Evidently the main features of China’s economic stimulus package cannot be copied by the UK. China’s economic growth is being powered by large investment programmes carried out by its state owned companies.

China’s emphasis on infrastructural investment can, and should, be copied in the UK in the limited areas of housing and transport. While overall UK investment has fallen by 15 percent, investment in housing has fallen by 30 percent and in transport equipment by 35 percent.  This is not a decline but a collapse in which direct intervention is required if permanent structural damage is to be avoided.

But in infrastructure as a whole the necessary structures simply do not exist in the UK to copy China’s success. This is unfortunate because, as anyone who visits Shanghai or Beijing knows, in many areas Britain’s city infrastructure now lags behind China’s but nothing can be done about it except in some defined fields.

There is one area, however, in which direct lessons can be drawn from China –- banking. The UK government is rightly desperately attempting to increase bank lending in order to counter the economic downturn. As is also well known it is having little success in these efforts despite hundreds of billions of taxpayers money put into the UK banking system.

In China this problem does not exist. The state owned banks can be, and are, instructed to increase lending.
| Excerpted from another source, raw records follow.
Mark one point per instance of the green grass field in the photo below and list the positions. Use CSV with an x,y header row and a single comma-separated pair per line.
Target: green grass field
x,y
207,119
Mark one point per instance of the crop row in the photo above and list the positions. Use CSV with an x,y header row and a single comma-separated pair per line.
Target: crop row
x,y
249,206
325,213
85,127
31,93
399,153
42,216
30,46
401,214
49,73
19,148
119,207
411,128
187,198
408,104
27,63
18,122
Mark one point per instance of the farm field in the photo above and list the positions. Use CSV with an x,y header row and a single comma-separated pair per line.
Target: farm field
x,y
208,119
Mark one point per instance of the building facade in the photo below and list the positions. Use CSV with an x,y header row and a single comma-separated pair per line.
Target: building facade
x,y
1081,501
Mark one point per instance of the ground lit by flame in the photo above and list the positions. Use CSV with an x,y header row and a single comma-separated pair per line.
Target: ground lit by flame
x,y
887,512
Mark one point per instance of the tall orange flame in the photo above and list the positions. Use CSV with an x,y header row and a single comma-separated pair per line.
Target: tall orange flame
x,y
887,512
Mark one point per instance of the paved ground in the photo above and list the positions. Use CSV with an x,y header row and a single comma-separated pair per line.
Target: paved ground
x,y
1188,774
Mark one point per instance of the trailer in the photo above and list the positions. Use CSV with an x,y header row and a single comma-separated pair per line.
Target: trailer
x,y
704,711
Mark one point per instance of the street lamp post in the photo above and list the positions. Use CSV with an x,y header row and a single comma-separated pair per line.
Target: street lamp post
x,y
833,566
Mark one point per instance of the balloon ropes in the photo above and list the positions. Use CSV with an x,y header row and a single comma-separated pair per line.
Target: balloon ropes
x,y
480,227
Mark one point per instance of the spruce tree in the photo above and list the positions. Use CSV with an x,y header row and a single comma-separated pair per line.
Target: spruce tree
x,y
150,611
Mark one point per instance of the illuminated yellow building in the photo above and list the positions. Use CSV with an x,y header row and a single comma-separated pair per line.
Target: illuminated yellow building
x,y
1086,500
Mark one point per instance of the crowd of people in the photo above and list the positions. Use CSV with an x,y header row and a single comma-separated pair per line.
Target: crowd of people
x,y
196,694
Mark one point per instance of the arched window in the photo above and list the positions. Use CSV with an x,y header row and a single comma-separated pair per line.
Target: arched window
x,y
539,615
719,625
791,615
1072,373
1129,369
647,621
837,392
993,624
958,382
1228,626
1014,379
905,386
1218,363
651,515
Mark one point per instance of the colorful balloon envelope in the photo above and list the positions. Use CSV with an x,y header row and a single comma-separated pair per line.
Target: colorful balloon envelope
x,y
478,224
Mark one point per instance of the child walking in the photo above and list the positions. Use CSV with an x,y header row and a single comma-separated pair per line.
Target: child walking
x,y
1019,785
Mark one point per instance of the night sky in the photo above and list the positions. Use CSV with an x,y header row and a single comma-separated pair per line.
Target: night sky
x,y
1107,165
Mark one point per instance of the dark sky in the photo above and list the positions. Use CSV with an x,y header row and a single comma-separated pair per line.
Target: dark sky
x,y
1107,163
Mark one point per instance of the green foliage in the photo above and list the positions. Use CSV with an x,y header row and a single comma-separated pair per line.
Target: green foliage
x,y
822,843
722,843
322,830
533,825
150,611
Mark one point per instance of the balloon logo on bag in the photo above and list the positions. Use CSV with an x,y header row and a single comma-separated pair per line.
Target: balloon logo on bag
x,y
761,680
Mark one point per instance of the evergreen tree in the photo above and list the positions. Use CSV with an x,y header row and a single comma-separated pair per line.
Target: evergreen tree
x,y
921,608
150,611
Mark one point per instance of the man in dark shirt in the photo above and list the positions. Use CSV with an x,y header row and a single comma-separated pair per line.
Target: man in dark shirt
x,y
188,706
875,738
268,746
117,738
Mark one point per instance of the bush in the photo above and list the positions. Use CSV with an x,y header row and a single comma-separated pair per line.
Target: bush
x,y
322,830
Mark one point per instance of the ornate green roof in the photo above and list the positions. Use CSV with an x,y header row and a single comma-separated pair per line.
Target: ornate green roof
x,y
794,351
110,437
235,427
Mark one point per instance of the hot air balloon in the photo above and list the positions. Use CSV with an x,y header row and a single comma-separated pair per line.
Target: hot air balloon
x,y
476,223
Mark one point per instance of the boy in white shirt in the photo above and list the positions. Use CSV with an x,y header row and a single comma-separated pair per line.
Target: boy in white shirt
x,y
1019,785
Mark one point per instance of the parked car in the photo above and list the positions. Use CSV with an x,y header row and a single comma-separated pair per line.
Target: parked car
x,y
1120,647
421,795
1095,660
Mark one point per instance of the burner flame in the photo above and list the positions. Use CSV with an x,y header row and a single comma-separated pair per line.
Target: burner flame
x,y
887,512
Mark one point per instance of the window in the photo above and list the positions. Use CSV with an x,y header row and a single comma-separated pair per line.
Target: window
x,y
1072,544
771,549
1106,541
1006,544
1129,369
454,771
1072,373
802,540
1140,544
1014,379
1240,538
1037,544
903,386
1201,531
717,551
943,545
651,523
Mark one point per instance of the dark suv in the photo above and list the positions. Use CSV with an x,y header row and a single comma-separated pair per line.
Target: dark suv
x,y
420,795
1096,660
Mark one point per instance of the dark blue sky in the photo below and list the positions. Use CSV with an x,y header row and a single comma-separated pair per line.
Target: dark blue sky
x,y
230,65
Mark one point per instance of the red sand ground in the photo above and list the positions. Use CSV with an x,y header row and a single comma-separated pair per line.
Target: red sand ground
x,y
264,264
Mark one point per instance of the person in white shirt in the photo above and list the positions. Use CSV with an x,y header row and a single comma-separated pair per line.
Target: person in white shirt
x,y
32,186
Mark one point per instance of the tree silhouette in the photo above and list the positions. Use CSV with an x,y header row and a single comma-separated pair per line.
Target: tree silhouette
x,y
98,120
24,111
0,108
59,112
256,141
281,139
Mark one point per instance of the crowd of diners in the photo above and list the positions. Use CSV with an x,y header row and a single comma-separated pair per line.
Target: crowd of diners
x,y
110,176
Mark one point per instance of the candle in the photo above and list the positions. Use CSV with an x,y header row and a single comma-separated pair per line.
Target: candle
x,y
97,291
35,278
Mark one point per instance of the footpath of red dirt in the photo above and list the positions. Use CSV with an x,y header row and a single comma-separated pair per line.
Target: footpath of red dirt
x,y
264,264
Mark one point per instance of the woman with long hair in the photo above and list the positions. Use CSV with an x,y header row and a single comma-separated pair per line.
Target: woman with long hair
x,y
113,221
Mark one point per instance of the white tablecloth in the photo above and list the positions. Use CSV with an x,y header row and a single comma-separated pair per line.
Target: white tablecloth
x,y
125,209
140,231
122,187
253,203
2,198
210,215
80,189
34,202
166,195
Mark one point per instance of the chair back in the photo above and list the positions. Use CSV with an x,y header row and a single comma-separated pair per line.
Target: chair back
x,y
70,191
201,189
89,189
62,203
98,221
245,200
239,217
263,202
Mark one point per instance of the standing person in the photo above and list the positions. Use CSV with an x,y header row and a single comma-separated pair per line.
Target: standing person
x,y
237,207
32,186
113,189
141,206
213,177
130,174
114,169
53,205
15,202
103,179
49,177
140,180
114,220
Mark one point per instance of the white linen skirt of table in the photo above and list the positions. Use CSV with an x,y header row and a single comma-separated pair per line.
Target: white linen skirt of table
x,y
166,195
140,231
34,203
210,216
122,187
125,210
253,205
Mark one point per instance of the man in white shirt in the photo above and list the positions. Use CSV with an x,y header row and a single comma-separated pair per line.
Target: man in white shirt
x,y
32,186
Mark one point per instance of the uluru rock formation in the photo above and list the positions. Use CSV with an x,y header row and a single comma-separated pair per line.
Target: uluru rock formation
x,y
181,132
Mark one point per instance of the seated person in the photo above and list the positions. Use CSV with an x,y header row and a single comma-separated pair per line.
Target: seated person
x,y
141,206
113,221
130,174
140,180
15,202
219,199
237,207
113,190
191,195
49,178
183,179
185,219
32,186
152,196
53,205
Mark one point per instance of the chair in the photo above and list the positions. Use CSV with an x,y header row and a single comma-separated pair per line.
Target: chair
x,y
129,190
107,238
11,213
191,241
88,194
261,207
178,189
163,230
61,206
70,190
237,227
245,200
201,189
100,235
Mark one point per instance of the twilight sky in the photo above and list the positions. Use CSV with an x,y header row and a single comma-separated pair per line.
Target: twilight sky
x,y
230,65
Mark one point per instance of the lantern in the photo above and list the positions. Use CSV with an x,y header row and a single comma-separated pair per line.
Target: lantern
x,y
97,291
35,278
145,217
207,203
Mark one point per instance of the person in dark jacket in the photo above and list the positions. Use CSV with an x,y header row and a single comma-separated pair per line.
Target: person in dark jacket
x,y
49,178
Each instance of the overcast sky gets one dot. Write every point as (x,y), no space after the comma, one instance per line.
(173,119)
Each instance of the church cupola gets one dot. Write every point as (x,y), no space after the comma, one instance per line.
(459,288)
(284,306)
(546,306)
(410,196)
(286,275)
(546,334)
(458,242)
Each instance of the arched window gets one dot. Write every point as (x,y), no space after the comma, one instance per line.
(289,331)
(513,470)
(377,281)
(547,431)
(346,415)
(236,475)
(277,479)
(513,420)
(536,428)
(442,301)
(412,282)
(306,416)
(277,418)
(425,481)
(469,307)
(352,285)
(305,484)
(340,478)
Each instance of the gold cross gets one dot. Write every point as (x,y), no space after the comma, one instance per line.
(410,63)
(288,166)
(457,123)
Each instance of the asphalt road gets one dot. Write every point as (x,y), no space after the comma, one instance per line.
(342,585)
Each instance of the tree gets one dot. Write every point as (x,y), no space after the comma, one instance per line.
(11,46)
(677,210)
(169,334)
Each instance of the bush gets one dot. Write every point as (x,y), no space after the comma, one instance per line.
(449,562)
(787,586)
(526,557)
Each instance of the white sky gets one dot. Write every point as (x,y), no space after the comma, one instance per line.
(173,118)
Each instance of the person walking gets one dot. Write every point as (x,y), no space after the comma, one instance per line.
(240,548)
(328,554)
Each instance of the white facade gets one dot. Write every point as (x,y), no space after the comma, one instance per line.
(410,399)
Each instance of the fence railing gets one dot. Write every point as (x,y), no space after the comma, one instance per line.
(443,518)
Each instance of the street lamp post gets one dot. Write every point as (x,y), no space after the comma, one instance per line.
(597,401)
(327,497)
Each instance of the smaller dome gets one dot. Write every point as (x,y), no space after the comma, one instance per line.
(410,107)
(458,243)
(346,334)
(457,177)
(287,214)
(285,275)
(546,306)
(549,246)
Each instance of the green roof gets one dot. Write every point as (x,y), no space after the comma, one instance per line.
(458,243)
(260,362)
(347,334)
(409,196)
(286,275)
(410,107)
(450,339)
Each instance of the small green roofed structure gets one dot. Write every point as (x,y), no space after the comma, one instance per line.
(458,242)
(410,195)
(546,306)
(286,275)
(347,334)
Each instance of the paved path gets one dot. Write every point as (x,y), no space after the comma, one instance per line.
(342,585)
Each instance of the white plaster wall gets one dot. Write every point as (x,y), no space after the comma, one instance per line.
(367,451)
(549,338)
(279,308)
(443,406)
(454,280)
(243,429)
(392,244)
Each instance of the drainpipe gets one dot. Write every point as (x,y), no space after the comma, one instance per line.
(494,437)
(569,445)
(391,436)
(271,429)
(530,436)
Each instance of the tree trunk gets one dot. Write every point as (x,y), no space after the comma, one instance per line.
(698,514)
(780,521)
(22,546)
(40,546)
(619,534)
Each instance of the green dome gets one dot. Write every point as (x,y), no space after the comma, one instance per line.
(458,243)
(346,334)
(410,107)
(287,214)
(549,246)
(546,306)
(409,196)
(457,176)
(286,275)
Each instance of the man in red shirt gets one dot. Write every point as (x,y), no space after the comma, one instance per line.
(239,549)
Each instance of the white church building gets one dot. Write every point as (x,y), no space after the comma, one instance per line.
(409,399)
The second part of China’s stimulus package, after the investment programmes, is therefore a rapid increase in bank lending — new loans in the first half of 2009 were $1.1 trillion and M2 to June rose by 28.5 percent providing an extremely strong counter-recessionary impulse.

Vince Cable, the Liberal Democrat’s Treasury spokesman, has rightly repeatedly pointed out the absurdity of the current situation with UK banking. All UK banks today exist only due to taxpayer subsidy — although Barclays and HSBC did not receive taxpayers equity, they would not be profitable operating without the taxpayer funded guarantee and economic stimulus schemes.

Yet despite UK banks existing only due to the taxpayer, Chancellor Alistair Darling is reduced to ineffectually pleading with them to increase lending. No such problem exists in China.  A side effect is that China now has the most valuable banks in the world by market capitalisation –- but banks simultaneously doing the key job of expanding lending. In China, private and public interest are properly aligned within the banking system.

For the reasons outlined Britain cannot copy all of China’s stimulus measures even if it wished. But on infrastructure and banking it should learn to “speak Chinese”.